中国戦国時代末期、魏に生まれた范雎が、魏の宰相魏斉に疑われて半死半生の目に合い、逃れて後に秦に仕える。宰相となった范雎は、遠交近攻の策を昭襄王に進言し、後の中華統一への開く。同時に、魏斉への復讐を果たす。引き際も鮮やかで、多くの例に見られる悲惨な最後ではなく、人生を全うする。
会う女性がことごとく范雎にメロメロになり、その人生を陰に日に助ける。その部分はすべて創作ということらしいが、課長島耕作を彷彿とさせる。これについては以前と同じ感想。
今回読み直して不思議に思ったのが、そもそもの発端である魏の宰相による范雎への仕打ち。小説でも登場人物の口を借りて書いてあるが、そこまでする必要がほとんどないにも関わらず、なぜ、むち打ちの上、厠に簀巻きにして放り込むことまでしたのかがわからない。その点は小説でもはっきりと理由を述べていない。
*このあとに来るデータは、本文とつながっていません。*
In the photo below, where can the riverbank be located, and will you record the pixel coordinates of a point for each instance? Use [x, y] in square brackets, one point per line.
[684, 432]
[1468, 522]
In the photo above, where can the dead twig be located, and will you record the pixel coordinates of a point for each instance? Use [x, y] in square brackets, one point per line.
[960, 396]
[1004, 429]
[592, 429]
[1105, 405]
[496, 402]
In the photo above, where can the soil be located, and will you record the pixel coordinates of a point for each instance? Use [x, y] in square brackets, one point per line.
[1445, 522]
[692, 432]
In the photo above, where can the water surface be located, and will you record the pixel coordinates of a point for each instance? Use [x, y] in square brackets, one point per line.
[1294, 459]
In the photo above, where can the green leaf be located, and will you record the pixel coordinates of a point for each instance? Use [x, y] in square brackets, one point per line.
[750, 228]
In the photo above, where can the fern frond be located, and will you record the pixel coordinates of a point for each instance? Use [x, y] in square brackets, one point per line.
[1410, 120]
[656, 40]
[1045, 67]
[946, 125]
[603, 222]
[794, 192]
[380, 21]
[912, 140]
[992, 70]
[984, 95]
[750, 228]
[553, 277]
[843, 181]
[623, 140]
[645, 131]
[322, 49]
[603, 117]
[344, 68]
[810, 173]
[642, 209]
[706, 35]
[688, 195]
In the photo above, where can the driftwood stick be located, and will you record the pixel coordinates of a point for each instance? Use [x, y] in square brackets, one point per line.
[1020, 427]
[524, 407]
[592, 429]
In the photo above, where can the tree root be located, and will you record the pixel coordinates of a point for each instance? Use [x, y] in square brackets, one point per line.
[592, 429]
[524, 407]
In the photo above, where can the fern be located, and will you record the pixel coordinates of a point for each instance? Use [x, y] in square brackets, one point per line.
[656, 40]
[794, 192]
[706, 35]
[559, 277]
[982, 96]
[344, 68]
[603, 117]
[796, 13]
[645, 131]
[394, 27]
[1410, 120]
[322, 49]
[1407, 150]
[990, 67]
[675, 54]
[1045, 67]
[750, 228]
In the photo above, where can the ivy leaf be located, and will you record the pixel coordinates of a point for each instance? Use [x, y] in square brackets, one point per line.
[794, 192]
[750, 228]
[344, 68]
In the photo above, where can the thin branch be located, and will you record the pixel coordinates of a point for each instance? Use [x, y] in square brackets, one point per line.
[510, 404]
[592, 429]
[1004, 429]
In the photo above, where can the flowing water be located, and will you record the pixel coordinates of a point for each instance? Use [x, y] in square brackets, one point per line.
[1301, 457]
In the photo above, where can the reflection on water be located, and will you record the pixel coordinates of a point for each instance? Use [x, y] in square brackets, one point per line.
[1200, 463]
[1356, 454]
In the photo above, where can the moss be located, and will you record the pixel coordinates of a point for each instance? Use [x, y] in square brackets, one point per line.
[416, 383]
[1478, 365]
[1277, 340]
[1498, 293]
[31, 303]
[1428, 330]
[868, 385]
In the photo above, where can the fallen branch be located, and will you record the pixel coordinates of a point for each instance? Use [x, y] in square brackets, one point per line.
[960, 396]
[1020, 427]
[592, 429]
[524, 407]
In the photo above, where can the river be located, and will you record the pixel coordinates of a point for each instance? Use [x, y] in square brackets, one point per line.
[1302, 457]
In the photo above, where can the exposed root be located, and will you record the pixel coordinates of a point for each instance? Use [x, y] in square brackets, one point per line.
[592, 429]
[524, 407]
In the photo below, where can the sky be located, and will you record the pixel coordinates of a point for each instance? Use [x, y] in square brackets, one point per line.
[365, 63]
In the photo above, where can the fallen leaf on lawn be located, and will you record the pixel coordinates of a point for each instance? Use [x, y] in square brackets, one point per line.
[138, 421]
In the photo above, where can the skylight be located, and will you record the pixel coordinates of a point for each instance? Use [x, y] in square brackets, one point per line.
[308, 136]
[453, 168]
●「隹研[すいけん:范雎の弟子]、天というのは恐ろしい。悪をはびこるだけはびこらせておいて、一朝にして枯らす。悪徳の栄えは十年である、と古人はいった。十年後には陶候[=魏冄(ぎぜん)] は秦の宰相でいることはできまいよ」
范雎はそういったが、ことばというのもおそろしい、まさに十年後に、魏冄は秦を逐われることになるのである。(下巻、pp.29-30)
☆十年一昔というように、社会の栄枯盛衰は十年を周期に動くと考えればよいのではないか。
●五行の思想である。若い頃になにかをはじめようとして東へゆくのはよいが、集大成しようとする者は西へむかうべきである。すなわち五行において、東は春であり、西は秋である。秋こそ、収穫のときなのである。(下巻、p.136)
☆年齢を考えるならば、自分もそろそろ西を見るときかもしれない。